# Searching manufacturers in USA



## vguabiraba (Feb 22, 2006)

I´m an local dealer in Brazil and want to import road and MTB bikes from USA.

Here we have all top famous bikes like Trek, Specialized, Scott, Pinarello, ..., but not the other "not famous" USA manufacturers ! 

I see in the forums that we can have the same best components, very light frames, quality warranty and, the most important, best prices in alternative builders !!

If you have good contact with some bike factory, with good prices and quality, send to me.

I´ll make this importation from only one factory and grow up with it ! To do that, i´ll need the comercial contatc in the company, homepage, e-mail and phone.

Thancks all,


----------



## PAO (Apr 3, 2006)

*New carbon compact aero TT/Tri Frameset*

Check out - Valdora Cycles & bp Stealth
Olson International, Inc. has begun manufacturing a new carbon compact TT/Tri frame. It is really something to behold. It is not distributd in Brazil at this time. Valdora is the upper echelon brand to the bp Stealth brand which has been in production since the late 90's. The PHX is light weight and very aero. Check it out in the Top Tri Bikes section of the April 06 Triathlete Mag.

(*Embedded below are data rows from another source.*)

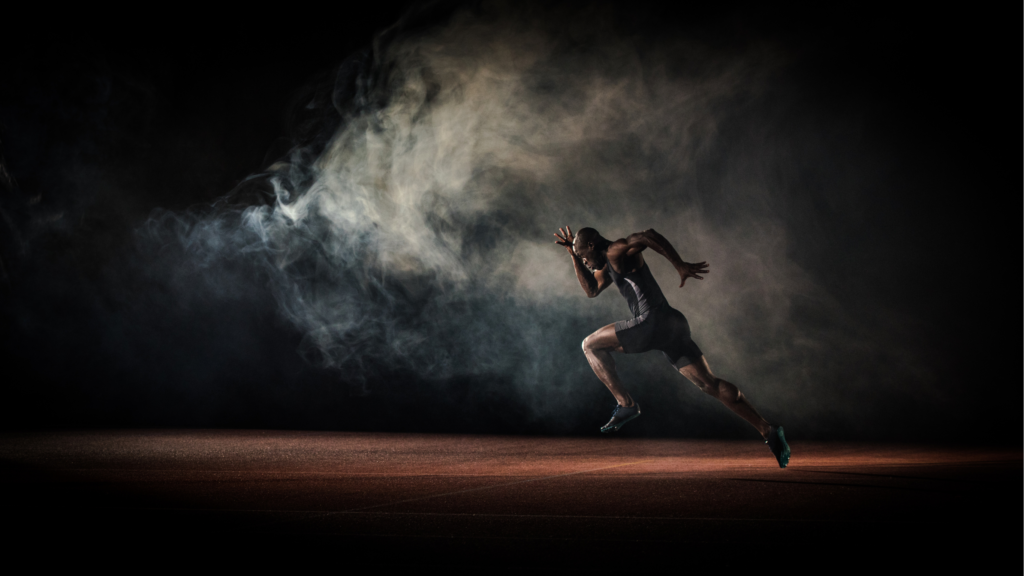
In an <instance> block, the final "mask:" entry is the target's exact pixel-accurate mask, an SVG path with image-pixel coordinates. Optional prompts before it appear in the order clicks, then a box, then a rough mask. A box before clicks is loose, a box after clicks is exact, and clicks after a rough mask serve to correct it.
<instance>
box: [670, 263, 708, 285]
mask: <svg viewBox="0 0 1024 576" xmlns="http://www.w3.org/2000/svg"><path fill="white" fill-rule="evenodd" d="M676 271H677V272H678V273H679V287H680V288H682V287H683V284H686V279H687V278H696V279H697V280H703V277H702V276H697V275H700V274H708V262H696V263H693V264H691V263H690V262H683V263H682V265H679V266H676Z"/></svg>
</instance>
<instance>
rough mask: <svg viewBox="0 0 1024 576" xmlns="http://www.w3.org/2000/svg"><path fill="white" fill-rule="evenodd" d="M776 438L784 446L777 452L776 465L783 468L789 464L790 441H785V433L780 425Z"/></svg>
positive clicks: (778, 466)
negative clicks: (778, 454)
mask: <svg viewBox="0 0 1024 576" xmlns="http://www.w3.org/2000/svg"><path fill="white" fill-rule="evenodd" d="M778 440H779V442H781V443H782V446H784V447H785V448H783V449H782V453H781V454H779V457H778V467H780V468H784V467H785V466H787V465H790V443H788V442H786V441H785V433H784V431H783V430H782V426H779V427H778Z"/></svg>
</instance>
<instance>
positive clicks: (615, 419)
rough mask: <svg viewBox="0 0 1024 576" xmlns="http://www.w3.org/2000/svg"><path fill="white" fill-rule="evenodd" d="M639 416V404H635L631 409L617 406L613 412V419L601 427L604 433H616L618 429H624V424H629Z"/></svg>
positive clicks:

There is also a carbon compact road frame called the XRD. .

More info - http://www.ValdoraCycles.com


----------



## mav616 (Mar 30, 2006)

vguabiraba said:


> I´m an local dealer in Brazil and want to import road and MTB bikes from USA.
> 
> Here we have all top famous bikes like Trek, Specialized, Scott, Pinarello, ..., but not the other "not famous" USA manufacturers !
> 
> ...


Check out Velonews Handbuilt article, it's a good place to start....
http://www.velonews.com/tech/report/articles/7605.0.html


----------